Are other stimulus plans on the table?

Yes. The proposed $3 trillion Health and Economic Recovery Omnibus Emergency Solutions, or HEROES, Act would authorize another round of stimulus payments for most households. Yet while the bill was passed by the Democrat-controlled House in May, it's unclear whether the Republican-controlled Senate will adopt this measure.

The HEROES Act would offer a larger stimulus payment than the CARES Act. The measure calls for each member of a household to receive $1,200, including children. The income thresholds would remain the same as under the CARES Act, meaning that single taxpayers earning less than $75,000 and married taxpayers earning a total of $150,000 would receive the full payments. For instance, a family of four whose parents earn less than $150,000 would receive $4,800.

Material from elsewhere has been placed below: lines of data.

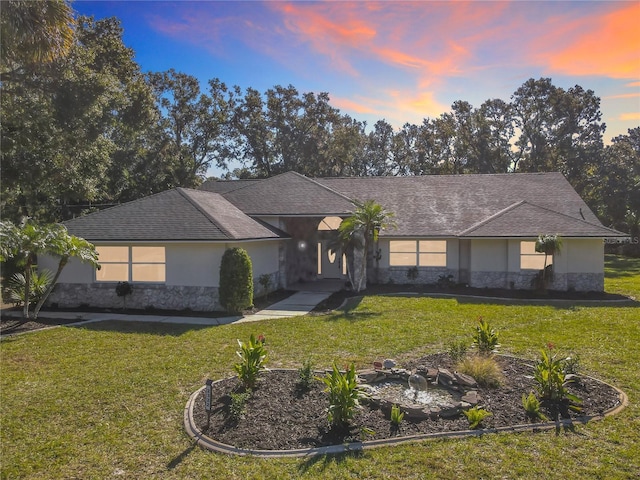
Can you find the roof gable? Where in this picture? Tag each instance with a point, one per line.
(445, 205)
(524, 219)
(175, 215)
(289, 194)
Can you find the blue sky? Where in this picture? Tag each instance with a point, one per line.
(399, 61)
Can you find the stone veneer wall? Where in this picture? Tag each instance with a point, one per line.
(425, 275)
(166, 297)
(579, 282)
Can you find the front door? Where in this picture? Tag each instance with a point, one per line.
(330, 265)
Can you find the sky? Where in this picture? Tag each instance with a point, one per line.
(394, 60)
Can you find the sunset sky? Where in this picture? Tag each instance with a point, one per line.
(399, 61)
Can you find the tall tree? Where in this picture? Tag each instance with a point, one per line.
(617, 185)
(62, 130)
(196, 125)
(560, 130)
(28, 240)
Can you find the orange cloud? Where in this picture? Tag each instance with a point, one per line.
(624, 95)
(351, 105)
(608, 46)
(630, 116)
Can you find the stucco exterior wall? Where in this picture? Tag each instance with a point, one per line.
(385, 273)
(192, 279)
(496, 264)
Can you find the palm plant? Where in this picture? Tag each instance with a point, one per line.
(358, 231)
(35, 32)
(66, 246)
(549, 245)
(25, 242)
(16, 286)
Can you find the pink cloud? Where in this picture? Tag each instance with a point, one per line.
(630, 116)
(604, 45)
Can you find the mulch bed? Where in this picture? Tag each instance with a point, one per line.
(279, 415)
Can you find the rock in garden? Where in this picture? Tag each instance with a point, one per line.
(471, 397)
(388, 363)
(465, 380)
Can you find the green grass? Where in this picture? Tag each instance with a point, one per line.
(106, 400)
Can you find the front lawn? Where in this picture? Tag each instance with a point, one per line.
(107, 400)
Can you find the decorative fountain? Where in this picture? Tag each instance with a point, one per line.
(427, 392)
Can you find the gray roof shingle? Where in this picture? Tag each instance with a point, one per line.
(500, 205)
(174, 215)
(524, 219)
(447, 205)
(289, 194)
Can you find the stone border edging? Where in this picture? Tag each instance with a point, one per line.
(210, 444)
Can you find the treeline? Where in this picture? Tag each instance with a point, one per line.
(87, 129)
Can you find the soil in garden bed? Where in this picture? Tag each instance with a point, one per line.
(279, 415)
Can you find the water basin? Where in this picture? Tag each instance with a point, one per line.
(402, 394)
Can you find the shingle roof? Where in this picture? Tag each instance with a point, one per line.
(524, 219)
(502, 205)
(224, 186)
(174, 215)
(448, 205)
(289, 194)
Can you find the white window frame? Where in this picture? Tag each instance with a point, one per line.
(131, 264)
(421, 248)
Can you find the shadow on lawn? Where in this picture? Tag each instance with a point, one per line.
(323, 461)
(178, 460)
(155, 328)
(569, 304)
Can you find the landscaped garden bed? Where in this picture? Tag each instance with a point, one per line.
(281, 413)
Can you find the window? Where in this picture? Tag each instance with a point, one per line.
(530, 259)
(423, 253)
(131, 264)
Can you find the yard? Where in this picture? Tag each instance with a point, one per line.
(107, 400)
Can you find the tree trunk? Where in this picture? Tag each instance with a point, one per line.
(360, 262)
(27, 288)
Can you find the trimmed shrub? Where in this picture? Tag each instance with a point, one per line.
(236, 280)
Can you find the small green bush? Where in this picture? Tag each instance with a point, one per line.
(531, 405)
(551, 380)
(485, 370)
(14, 291)
(265, 282)
(475, 416)
(457, 350)
(344, 395)
(305, 374)
(485, 338)
(396, 415)
(236, 280)
(253, 356)
(238, 405)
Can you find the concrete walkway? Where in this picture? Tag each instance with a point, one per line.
(300, 303)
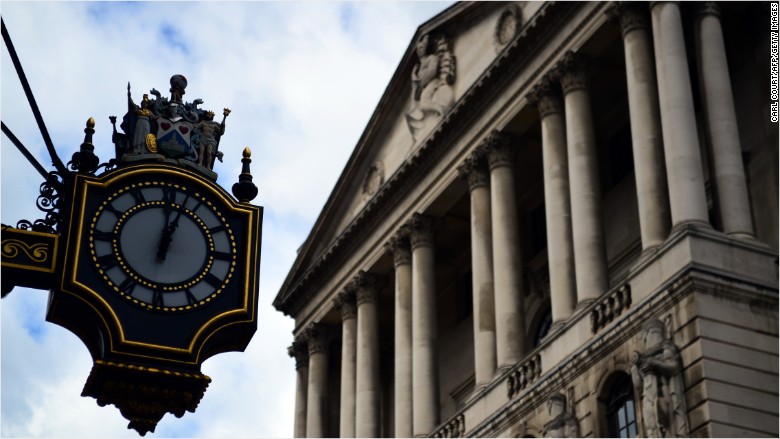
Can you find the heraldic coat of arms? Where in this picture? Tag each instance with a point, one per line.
(171, 127)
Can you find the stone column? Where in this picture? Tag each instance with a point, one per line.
(317, 399)
(590, 255)
(368, 385)
(300, 352)
(346, 302)
(425, 382)
(402, 257)
(722, 133)
(507, 263)
(646, 137)
(474, 170)
(560, 250)
(681, 140)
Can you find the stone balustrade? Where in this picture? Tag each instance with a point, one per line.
(455, 427)
(609, 307)
(523, 375)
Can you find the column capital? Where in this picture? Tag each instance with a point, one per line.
(366, 286)
(497, 147)
(316, 338)
(400, 248)
(421, 230)
(346, 302)
(300, 352)
(629, 16)
(546, 96)
(474, 171)
(707, 8)
(573, 71)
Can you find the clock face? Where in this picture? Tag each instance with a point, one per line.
(162, 246)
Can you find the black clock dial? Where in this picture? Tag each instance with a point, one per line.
(162, 246)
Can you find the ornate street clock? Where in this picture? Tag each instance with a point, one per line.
(155, 266)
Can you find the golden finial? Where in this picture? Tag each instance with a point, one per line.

To see how much you would receive under the HEROES Act, you can check this stimulus calculator from OmniCalculator.

How quickly would payments arrive? 

Depending on how negotiations go in Washington, new stimulus checks could be issued as early as August. President Trump's "preference is to make sure we send out direct payments quickly, so that in August, people get more money," Mnuchin told CNBC. 

Mr. Trump told Fox News earlier this month he's in favor of providing a second round of stimulus payments that would be even larger than what the Democrats are proposing. Whatever the amount, it's clear that the White House — facing a tough re-election bid in November — favors a substantial payment.